Robert S. Paul (1843-1905) was a member of the Army Corps of Engineers during the Civil War, based out of Cincinnati, Ohio. He was the third son of Hosea Paul and Ellen Gamble from Cuyahoga, Ohio. Hosea Sr., Hosea Jr. and Robert all worked as surveyors and engineers, and at age 19 Robert joined the Civil War.
Robert S. Paul worked in the Civil War as a part of the Army Corps of Engineers supply companies in Cincinnati. According to the application of his widow in 1907 for a new discharge certificate, he was in charge of the quartermasters and commissary stores and also in the engineering department or corps. The collection contains letters with direct orders from James Hervey Simpson, with instructions regarding supplies. Robert’s brother Harrison was the leader of multiple companies and was responsible for building fortifications around Cincinnati. Some of the most interesting parts of the collection describe Robert’s experiences in Cincinnati. He has a very strong point of view, and describes his disappointment with seeing the city where he was stationed.
In August 1862 he arrived in Cincinnati, and wrote to his parents of the problems the city had with enlistment, as there was a large and vocal secessionist community. He also said, This city is very dirty, when I got here it was about 6 o’clock in the morning and I could see the city for the smoke if Pittsburg is any smokier and dirtier it must be pretty dirty. On August 25 he wrote, Cincinnati is not a very pretty place it is so dirty and hot and no trees. Cleveland is a very pretty place Cincinnati cannot be compared to at all, but Cincinnati has very fine buildings…Brick houses with no blind fences or trees. That month he also wrote, I am getting settled down here but still I do not like the place very well. I should think this would be called the hog city for I saw a drove of hogs, several thousand I should think passing through one of the principal streets. On September 14, Robert noted that there was a great influx of squirrel hunters for a few days past but I hear they are going home as fast as they can as there are over 75,000 troops here to fight the whole. The “squirrel hunters” were local militia volunteers who were instructed to defend Cincinnati from September 1-13, 1862 when it was threatened by Confederate forces. After this attack, the fortifications around Cincinnati were increased significantly, and Robert participated in that process.

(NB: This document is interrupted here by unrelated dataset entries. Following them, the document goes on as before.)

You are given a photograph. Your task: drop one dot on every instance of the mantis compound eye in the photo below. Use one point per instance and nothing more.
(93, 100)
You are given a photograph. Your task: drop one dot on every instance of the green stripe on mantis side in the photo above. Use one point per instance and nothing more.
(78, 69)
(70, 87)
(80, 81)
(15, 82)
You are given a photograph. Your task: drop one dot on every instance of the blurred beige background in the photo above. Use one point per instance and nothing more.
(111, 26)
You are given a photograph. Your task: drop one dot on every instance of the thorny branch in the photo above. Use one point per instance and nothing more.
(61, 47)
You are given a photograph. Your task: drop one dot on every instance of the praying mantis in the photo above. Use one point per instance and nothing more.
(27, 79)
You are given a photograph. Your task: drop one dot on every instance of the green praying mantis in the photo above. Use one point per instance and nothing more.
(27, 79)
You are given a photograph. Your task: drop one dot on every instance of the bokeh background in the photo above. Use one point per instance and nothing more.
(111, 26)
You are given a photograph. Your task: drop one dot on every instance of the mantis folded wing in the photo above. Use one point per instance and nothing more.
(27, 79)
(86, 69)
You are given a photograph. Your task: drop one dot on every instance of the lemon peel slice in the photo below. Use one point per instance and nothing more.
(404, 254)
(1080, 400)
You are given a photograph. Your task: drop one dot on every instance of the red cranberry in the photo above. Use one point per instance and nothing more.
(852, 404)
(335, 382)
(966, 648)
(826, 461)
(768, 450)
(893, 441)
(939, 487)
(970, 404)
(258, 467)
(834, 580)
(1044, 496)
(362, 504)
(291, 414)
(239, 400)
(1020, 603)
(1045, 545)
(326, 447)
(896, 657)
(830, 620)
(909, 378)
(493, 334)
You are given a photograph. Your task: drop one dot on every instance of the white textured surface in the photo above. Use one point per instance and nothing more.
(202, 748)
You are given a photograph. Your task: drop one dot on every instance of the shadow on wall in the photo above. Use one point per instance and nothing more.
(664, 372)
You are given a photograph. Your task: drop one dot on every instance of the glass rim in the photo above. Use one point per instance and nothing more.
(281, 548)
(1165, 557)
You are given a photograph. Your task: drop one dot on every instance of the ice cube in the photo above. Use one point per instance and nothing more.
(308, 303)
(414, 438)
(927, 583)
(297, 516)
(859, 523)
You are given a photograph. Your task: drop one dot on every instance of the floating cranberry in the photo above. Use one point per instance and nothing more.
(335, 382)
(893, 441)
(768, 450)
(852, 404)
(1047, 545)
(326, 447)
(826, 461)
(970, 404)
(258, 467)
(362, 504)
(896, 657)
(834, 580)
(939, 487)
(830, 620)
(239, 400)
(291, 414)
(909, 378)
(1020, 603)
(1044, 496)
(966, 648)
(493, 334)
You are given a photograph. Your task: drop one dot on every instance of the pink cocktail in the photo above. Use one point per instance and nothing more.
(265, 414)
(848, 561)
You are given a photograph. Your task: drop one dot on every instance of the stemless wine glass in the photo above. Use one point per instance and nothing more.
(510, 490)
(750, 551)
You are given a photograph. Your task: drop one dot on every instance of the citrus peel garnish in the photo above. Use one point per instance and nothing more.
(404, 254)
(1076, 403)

Many of his letters describe the work his brother Harrison was doing with the assistance of the brigades that he commanded. On October 17, 1862 from Camp Shaler, Robert described the arrival of General George Washington Morgan into camp, after his retreat from the forces of Col. John H. Morgan, A day or two ago one brigade of Gen. Morgan’s army from Cumberland Gap came into Covington. They were rigged out in all the pomp and pride of glorious war over the left any one seeing them could exclaim “Who would not be a soldier boy.” Well I never in all my life saw a more ragged, gaunt, famine stricken set of men in all my life. Let me describe the company of them. In the first rank the first man has on a straw hat without a brim his hair and whiskers one of six months growth he has a linen coat+ a pair of Kentucky jean pants so dirty and torn that you could not tell what color they originally were… Robert Paul’s colorful language shows an extremely cynical view of the war effort, but provides wonderful understanding of the Ohio Valley during this period.
This archive as well as others from the Paul family also features several examples of Civil War-dated letters between Robert and his father and brothers containing encrypted messages, presumably connected to the family's wartime activities. While the letters are signed in the writer's hand, the content is indecipherable.
After returning from the war, Robert got married in 1873 and fathered five children. He died in 1905 in Akron, OH. After the war, one of his major interests was working with the Cuyahoga Falls Literary Club, and most of the post-Civil War letters are related to membership in the club.